What's probably happening is that your e-mail address was chosen by the
worm and a copy of it was sent to everyone in the address book, so broken
or misconfigured MTA's are sending the bounce, complete with attachment,
back to you, as the "Sender".  I even get bounces caused by virus scanners
that send back the virus infected attachment to me, as it was my e-mail
listed as the "From:" address.  

I've been getting lots of Swen here; 350 messages per day since yesterday.
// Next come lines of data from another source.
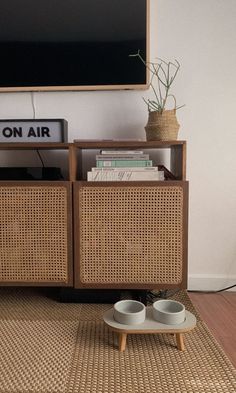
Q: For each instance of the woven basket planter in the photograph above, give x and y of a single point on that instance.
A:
(162, 126)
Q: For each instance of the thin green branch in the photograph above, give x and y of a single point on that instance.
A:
(163, 75)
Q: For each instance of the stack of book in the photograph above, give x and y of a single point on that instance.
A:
(124, 165)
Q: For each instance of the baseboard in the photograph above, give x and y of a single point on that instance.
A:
(212, 282)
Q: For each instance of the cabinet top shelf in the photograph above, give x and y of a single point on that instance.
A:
(95, 144)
I'm blocking all of these misconfigured sites here, and I wish there was
some sort of public DNSBL available.  It might be an interesting project
to create a DNSBL and an automated test suite using the EICAR test code.

A message could be sent to a non-existant address, with the EICAR string
attached as a .COM file, and sent using MIME/Base64 and UU encoding to
the MTA, using different, but monitored From: address header.  If the
EICAR infected virus is returned with the attachment intact, the MTA IP
should be added to the DNSBL.  A web interface could be provided to 
allow mail admins to schedule their servers for retesting.  

I wonder if this would be considered too intrusive by most admins - I 
wouldn't mind since the test strings are small, would use less bandwidth 
than most of the open relay testers, and the harmles EICAR code would
be destined to a non-existant mailbox.  I'd like some comments on this.

- -- 
Jeff Johnson
jeff at cqasys.com

Expect the worst, it's the least you can do.